# Orange sakura freshwater shrimps, $4 each or 10 for $35, Bloor/Keele, shipping



## igor.kanshyn

I have some nice Orange sakura freshwater shrimps for sale.











They are dwarf freshwater shrimps that can live in any healthy tank, perfect pets for your home or office aquarium.

These orange sakura shrimps are stunning especially in a planted tank. They can live and breed in any established freshwater aquarium without big fish (tetras are fine, discus is not  ). I keep my shrimps in shrimps-only tanks and recommend other to do so. It's the best way to enjoy these guys.

Look at more orange sakura shrimps pictures and some old videos here.

Their scientific name is _Neocaridina heteropoda var. orange_.

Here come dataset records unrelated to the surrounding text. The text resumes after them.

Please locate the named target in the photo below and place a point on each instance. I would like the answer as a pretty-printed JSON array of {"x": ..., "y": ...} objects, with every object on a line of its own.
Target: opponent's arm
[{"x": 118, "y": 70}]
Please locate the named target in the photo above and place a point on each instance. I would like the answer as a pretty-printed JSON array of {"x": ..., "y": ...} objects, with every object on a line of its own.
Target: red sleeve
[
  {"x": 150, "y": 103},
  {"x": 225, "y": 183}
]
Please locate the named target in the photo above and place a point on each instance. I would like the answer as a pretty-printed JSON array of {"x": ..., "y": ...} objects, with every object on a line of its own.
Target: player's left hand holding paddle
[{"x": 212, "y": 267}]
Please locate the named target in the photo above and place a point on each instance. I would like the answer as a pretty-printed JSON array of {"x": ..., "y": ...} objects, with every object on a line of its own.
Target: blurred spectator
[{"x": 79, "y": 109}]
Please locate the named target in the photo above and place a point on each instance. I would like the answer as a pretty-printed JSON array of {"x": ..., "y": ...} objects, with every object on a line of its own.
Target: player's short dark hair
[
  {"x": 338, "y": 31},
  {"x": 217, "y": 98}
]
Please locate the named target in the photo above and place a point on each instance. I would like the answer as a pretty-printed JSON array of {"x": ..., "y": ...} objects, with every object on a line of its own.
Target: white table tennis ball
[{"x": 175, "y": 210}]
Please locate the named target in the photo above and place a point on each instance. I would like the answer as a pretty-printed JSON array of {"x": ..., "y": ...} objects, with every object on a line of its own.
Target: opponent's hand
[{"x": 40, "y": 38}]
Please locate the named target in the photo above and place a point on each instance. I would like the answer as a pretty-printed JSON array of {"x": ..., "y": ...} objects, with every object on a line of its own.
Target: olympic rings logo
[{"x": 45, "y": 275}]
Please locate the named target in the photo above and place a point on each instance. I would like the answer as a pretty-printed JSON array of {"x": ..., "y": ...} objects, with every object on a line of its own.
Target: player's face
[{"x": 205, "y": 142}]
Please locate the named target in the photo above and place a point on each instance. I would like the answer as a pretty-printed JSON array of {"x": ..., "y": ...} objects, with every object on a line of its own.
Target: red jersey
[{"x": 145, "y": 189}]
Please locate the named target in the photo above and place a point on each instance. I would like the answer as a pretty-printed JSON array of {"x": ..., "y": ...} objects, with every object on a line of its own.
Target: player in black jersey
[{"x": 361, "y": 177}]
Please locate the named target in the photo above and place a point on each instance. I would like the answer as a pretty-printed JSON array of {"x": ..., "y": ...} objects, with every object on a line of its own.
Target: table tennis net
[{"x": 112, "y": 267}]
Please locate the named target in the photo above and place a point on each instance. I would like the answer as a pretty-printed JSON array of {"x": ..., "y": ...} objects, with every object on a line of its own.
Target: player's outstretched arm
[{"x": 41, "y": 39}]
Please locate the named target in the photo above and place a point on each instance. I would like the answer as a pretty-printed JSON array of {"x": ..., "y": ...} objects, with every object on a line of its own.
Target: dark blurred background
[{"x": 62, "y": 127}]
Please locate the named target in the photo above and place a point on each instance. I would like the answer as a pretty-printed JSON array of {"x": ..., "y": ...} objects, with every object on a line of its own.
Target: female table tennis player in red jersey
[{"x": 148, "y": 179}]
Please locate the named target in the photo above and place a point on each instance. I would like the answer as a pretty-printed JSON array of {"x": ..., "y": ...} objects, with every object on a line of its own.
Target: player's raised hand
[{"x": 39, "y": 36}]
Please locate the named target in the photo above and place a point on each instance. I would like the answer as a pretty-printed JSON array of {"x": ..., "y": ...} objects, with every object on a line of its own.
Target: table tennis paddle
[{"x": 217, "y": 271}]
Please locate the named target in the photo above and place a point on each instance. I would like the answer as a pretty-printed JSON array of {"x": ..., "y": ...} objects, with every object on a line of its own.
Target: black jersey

These shrimps grow up to 1.2" in size. If you are going to keep them with fish, make sure that there are enough hiding places in a tank for baby shrimps to survive. Live plants with small leaves are recommended.
Shrimps will get better colors in a tank with contract (black, blue) gravel or sand and with good light.

Price is *$4 each,* or *10+ shrimps for $35*.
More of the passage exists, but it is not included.